Carbohydrate supplementation such as maltodextrins and starch have been proposed as possible alternatives in patients with cholestasis at high risk of hypoglycaemia, also taking into account that the increase in lipid supplementation is limited due to poor absorption [15]. However, studies in preterm animals have shown that supplementation with maltodextrins leads to alterations in the bacterial flora with production of gas and metabolites such as short-chain acids resulting in an increased risk of necrotizing enterocolitis (NEC), currently, no studies have investigated efficacy and safety of maltodextrins in infants and older children [16] and an adverse reaction had never been described in this population. It should be considered that severe abdominal bloating and diarrhea can occur, because of maldigestion due to the enzymatic immaturity of amylases at an early age [2].

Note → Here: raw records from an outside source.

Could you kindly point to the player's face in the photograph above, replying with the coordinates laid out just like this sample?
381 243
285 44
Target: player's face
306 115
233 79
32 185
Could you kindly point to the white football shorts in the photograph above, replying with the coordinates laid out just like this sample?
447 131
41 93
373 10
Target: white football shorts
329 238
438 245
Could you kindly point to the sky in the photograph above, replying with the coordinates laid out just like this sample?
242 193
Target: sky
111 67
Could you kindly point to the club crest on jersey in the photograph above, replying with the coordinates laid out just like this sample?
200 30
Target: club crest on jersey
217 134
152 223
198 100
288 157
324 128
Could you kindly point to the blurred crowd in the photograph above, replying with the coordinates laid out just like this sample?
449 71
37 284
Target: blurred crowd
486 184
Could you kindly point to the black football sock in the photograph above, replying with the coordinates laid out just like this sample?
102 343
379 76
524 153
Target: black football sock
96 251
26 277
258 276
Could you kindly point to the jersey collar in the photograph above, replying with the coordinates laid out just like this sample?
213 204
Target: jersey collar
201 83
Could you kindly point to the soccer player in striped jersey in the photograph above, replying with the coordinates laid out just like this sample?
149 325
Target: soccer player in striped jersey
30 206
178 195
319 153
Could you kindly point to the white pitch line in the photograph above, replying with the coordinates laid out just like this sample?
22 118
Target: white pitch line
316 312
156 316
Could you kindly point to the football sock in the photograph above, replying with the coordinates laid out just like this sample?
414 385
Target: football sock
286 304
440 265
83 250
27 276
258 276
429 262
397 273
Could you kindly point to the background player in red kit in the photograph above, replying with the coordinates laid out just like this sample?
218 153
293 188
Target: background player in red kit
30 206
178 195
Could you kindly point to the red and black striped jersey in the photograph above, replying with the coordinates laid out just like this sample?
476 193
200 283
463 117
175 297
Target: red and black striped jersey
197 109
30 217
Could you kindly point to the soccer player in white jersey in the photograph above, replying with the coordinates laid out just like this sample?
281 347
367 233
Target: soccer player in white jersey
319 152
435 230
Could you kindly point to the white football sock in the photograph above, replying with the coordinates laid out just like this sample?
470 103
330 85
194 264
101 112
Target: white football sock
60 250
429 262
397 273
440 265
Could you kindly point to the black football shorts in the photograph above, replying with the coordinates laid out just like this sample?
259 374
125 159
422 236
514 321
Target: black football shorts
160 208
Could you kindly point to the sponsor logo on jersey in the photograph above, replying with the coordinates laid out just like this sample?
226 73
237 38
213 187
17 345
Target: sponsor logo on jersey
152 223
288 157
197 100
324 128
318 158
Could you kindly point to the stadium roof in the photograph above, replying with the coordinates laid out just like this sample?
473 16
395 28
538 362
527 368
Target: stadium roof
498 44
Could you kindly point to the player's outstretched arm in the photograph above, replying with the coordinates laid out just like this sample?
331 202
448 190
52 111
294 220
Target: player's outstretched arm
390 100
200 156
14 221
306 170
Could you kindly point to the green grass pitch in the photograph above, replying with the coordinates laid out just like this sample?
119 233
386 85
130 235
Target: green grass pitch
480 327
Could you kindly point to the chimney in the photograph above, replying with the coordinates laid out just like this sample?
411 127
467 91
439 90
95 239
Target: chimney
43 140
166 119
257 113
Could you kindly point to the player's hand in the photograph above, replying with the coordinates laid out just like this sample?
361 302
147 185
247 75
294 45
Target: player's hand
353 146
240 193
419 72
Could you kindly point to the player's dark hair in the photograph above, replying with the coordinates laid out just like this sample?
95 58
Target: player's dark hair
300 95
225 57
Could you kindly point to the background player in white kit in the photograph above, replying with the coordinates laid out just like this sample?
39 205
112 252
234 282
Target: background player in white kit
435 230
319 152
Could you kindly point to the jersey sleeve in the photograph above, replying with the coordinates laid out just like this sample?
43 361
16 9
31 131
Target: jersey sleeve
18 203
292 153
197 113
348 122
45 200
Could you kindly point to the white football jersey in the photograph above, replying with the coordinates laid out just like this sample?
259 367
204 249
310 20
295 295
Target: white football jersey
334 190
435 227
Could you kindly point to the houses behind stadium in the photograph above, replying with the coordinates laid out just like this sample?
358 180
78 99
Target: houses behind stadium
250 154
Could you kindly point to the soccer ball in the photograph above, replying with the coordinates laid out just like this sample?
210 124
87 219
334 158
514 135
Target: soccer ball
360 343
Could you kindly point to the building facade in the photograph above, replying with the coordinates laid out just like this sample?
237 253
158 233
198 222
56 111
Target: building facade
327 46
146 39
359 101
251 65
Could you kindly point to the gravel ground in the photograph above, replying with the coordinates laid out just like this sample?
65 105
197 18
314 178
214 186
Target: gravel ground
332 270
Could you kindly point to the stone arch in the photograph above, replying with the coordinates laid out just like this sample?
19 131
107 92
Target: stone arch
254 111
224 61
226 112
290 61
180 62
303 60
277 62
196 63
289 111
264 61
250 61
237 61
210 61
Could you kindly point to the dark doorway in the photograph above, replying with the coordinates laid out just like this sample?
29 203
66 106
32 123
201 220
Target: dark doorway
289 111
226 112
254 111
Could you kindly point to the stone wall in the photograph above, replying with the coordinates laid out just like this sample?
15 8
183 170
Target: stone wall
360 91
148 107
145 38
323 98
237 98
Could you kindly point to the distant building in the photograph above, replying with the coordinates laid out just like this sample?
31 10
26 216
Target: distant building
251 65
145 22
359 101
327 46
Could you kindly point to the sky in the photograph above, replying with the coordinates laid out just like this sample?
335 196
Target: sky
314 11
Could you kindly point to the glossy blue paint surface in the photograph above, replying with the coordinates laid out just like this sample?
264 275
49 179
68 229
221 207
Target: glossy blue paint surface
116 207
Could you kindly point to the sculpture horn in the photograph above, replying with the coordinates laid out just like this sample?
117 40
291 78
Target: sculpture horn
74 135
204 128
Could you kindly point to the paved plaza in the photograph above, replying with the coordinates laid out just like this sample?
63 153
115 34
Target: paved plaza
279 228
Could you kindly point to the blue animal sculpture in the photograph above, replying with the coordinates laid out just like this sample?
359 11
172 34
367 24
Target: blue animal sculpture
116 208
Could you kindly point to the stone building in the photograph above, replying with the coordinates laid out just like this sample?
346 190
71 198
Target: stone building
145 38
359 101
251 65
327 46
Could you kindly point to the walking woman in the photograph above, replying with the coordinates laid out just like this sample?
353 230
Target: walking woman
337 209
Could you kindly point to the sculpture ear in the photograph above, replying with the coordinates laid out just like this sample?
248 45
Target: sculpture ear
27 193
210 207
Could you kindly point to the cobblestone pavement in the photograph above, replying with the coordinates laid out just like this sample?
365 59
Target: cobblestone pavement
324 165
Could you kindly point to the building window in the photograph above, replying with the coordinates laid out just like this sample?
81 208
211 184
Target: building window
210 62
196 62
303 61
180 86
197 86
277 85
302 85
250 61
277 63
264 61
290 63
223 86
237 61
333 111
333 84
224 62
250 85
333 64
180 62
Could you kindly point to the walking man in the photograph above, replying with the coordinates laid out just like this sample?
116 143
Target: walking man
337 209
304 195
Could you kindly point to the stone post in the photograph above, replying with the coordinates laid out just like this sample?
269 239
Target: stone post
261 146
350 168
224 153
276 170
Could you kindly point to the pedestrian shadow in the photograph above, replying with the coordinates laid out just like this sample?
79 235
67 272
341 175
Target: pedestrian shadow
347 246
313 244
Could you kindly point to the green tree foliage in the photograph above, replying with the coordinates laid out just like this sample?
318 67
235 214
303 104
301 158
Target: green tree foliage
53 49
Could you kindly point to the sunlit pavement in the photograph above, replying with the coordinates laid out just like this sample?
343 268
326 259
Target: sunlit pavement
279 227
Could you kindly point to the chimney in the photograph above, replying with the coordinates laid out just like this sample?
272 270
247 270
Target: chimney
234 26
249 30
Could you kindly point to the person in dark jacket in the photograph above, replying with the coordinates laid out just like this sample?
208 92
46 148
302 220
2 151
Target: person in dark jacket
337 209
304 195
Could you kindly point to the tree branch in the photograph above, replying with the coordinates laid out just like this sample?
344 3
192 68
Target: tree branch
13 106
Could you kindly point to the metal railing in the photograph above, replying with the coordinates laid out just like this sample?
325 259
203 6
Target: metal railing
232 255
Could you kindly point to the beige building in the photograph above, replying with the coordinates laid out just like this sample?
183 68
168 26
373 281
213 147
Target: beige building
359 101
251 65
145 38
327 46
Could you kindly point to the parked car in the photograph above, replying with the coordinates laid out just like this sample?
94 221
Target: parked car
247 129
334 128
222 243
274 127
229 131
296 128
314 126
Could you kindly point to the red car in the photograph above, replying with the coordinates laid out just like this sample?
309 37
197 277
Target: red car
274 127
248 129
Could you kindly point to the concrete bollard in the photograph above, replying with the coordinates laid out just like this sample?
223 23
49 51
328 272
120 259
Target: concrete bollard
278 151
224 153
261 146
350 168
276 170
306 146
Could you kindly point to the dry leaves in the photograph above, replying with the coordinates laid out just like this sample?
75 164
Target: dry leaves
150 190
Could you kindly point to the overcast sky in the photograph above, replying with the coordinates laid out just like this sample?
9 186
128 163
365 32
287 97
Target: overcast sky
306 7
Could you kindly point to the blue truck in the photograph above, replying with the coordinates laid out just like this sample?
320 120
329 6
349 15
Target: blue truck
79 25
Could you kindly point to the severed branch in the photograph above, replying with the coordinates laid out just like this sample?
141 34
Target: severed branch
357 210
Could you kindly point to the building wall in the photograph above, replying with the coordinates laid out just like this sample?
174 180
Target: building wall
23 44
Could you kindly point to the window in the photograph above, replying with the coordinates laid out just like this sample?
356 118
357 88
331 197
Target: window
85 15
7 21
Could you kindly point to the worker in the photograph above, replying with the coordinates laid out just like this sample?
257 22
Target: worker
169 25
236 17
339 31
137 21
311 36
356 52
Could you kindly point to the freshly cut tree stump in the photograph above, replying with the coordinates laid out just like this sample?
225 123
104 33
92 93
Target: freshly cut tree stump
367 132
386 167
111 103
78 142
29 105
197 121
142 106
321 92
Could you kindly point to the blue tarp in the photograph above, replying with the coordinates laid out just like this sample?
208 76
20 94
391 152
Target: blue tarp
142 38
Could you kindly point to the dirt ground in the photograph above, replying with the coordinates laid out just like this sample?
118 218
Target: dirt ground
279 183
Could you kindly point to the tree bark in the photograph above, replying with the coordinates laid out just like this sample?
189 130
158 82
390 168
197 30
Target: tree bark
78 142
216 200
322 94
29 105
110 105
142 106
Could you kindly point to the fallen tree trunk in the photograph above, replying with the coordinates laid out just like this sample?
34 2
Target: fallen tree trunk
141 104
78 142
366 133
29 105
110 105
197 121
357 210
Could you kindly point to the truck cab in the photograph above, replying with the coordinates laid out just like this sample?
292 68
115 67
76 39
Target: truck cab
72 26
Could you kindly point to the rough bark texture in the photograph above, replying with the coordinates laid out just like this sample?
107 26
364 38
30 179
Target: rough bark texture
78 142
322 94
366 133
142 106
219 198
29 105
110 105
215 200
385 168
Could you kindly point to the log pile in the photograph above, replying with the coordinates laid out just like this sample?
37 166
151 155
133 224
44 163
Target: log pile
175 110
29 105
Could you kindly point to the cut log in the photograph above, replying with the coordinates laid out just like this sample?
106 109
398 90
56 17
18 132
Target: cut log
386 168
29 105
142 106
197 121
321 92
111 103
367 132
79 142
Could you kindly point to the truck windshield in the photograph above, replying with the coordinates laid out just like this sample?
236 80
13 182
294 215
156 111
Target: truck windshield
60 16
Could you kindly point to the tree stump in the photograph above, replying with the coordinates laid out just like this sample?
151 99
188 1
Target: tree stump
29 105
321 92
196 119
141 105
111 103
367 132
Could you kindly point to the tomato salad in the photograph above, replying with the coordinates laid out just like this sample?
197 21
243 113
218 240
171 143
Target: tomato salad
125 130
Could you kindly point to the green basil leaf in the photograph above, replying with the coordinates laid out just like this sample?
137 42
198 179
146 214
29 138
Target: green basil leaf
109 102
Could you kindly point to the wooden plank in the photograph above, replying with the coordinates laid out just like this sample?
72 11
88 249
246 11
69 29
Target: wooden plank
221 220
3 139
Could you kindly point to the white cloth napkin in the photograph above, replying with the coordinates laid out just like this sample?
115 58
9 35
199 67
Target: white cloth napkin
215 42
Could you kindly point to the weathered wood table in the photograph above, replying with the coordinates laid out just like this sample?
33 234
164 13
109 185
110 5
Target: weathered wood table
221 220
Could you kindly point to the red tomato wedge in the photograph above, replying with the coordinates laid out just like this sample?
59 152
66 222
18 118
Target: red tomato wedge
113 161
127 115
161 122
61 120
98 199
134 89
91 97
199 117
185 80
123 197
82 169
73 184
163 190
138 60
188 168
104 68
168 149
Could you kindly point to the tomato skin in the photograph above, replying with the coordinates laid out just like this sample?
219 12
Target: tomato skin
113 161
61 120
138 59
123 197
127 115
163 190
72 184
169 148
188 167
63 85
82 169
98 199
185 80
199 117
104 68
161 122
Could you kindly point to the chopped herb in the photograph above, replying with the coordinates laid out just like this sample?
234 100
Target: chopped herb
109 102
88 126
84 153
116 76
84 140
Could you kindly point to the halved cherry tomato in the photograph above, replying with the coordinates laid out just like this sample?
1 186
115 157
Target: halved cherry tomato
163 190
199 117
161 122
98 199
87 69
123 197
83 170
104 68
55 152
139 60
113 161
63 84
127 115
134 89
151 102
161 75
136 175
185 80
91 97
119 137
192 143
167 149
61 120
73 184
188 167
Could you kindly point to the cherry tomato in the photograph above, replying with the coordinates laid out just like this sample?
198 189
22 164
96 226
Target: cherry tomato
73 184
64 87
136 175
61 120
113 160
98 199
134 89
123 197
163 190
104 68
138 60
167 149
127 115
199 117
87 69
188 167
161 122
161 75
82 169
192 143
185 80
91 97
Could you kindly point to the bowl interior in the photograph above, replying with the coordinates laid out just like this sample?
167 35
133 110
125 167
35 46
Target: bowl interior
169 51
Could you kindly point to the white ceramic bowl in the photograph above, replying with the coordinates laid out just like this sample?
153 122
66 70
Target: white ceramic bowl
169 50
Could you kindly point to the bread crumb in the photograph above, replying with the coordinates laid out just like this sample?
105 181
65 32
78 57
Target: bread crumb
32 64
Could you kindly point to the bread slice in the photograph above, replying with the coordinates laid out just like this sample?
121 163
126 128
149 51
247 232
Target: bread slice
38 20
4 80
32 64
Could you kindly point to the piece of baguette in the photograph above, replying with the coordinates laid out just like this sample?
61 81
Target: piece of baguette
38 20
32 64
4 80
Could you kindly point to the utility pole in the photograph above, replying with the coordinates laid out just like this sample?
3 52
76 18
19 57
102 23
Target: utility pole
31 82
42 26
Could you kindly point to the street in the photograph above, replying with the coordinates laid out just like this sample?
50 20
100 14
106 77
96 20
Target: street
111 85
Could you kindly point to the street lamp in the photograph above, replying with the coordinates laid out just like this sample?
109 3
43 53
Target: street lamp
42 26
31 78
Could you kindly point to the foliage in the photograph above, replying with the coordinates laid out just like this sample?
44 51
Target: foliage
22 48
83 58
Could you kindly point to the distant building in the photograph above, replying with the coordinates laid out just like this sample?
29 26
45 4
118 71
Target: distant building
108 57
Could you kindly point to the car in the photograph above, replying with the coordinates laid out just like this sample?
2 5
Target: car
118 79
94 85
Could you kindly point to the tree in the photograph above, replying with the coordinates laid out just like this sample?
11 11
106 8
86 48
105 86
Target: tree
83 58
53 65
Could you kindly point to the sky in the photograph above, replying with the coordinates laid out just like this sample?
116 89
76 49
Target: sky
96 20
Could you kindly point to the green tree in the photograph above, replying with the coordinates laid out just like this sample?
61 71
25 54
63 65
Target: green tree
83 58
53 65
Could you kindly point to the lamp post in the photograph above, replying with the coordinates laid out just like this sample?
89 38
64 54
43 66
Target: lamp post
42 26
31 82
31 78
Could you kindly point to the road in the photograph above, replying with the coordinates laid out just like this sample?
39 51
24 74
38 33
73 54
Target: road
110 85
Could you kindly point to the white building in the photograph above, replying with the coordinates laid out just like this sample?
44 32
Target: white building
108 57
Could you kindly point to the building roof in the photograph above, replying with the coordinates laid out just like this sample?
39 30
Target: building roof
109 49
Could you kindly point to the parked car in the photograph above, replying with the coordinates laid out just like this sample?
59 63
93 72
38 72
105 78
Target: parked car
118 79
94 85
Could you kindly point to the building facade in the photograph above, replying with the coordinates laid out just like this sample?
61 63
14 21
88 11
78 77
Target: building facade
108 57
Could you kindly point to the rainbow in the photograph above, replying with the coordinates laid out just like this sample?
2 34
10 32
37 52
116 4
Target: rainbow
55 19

In our patient persistence of adbominal symptoms after maltodextrins discontinuation and symptoms relief with the introduction of extensively hydrolyzed based formula are suggestive of a non-IgE mediated cow milk allergy (CMA), more than maldigestion. However, our case has some limitations: the main one is that an oral food test was not performed to confirm the diagnosis of non-IgE CMA, as the parents refused to do it [17]. The second limitation was that intake of different sources of maltodextrin have not been studied.

Our description reports a rare case of non-syndromic bile duct paucity. To our knowledge, this is the first case reported of maltodextrins intolerance in a preterm infant, complicated by a non-IgE mediated cow-milk allergy, which made the nutritional management even more difficult to deal with and interpret. Our case suggests the importance of a multidisciplinary approach and possible switch to an hypoallergenic formula, based on extensively hydrolyzed proteins, in case of symptoms persistence with the use of whole protein based formula intended for cholestasis. Moreover, we suggest caution in supplementing with carbohydrates infants and careful monitoring adverse reaction during the dose increase for possible complication. There are several gaps and lack of studies on the efficacy of different strategies in paediatric patients with cholestasis, also regarding maltodextrin supplementation. Commercial preparations for hepatopatic patients contain higher concentrations of MCTs (30–50%) and BCAAs, but personalized strategies must be tailored to each patient based on comorbidities, clinical response, and specificrequirements.